Saudi jets carried out four air raids against the Rahabah district in Yemen’s central province of Ma’rib on Saturday evening, the Arabic-language al-Masirah television network said.

Three aerial assaults also hit the Abs district and another targeted the Harad district in the northern Yemeni province of Hajjah. There were no immediate reports of casualties or extent of damage.

Two civilians also lost their lives when Saudi artillery units pounded a residential area in the Shada'a district of Yemen’s northwestern province of Sa’ada.

Meanwhile, the Saudi-led military coalition's soldiers and their mercenaries have breached a truce deal for the western coastal province of Hudaydah 132 times in the last 24 hours.

Citing an unnamed source in Yemen’s Liaison and Coordination Officers Operations Room, al-Masirah TV reported that the violations included reconnaissance flights over various districts, 31 counts of artillery shelling and 92 shooting incidents.

‘Riyadh talks meant to intensify Saudi-led aggression, siege on Yemen’

Separately, Mahdi al-Mashat, who heads Yemen's Supreme Political Council, downplayed the Persian Gulf Cooperation Council’s (GCC) plan to invite the Ansarullah resistance movement and other Yemeni parties for consultations in Riyadh this month, stating the talks are meant to escalate military aggression and crippling siege against the Yemeni nation.

“Throughout these negotiations, the organizers would leave no stone unturned to unite their mercenaries in order to continue their attacks and blockade,” Mashat said, as Ansarullah has declined to attend the talks.

He sharply criticized the Saudi-led coalition's double standards, stating that the Riyadh regime is calling for peace at the same time as pressing ahead with its massacre of the Yemeni nation.

“How stupid do they think the Yemeni people are? You are calling for peace just as enforcing a tight siege,” Mashat pointed out.

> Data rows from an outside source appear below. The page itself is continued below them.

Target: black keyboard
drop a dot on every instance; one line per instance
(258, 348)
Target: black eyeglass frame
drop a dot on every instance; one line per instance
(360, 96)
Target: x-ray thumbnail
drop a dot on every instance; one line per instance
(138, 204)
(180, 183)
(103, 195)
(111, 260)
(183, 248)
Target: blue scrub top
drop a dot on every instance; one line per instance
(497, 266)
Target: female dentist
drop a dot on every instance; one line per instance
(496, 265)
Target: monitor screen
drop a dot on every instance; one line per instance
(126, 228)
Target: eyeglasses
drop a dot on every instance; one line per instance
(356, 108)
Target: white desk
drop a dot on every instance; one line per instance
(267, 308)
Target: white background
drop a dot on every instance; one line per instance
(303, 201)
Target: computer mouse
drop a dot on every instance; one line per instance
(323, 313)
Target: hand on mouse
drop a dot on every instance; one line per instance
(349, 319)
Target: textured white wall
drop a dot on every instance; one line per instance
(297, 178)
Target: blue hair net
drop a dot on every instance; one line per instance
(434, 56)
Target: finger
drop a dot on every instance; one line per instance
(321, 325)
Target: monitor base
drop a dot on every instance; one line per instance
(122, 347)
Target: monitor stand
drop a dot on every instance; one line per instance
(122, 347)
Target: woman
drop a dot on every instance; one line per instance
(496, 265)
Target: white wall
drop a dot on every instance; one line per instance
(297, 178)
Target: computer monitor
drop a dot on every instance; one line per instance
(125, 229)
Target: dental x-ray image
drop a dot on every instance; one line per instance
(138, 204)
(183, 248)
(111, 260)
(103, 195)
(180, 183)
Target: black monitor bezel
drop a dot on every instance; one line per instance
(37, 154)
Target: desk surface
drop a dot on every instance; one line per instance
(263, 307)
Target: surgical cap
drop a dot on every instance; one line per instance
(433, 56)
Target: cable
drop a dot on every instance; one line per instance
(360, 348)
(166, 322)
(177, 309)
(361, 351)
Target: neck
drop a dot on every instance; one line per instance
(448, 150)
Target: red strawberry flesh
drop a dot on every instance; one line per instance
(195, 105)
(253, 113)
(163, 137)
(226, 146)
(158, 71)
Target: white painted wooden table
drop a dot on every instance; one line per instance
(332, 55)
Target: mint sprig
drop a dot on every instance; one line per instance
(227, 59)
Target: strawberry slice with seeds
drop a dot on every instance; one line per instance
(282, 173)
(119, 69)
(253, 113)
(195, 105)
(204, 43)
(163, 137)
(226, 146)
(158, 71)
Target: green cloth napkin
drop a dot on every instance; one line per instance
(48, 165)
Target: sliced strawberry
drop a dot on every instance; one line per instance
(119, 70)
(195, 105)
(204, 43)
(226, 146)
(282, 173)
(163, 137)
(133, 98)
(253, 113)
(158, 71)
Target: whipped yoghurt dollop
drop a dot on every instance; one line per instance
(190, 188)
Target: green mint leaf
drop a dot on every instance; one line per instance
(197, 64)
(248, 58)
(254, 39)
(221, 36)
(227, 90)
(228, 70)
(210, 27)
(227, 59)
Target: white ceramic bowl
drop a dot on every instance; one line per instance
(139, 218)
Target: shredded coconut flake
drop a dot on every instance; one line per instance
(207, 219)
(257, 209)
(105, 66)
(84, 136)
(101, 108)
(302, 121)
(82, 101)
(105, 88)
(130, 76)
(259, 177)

The head of Yemen’s Supreme Political Council then addressed the Saudi-led coalition, stressing that the invading alliance “will eventually fail and all its schemes will fall short because the Yemeni nation is treading the right path.”

Saudi Arabia launched the devastating war against Yemen in March 2015 in collaboration with a number of its allies and with arms and logistics support from the US and several Western states.

The objective was to bring back to power the former Riyadh-backed regime and crush the popular Ansarullah resistance movement, which has been running state affairs in the absence of an effective government in Yemen.

The war has stopped well short of all of its goals, despite killing hundreds of thousands of Yemenis and turning the entire country into the scene of the world’s worst humanitarian crisis.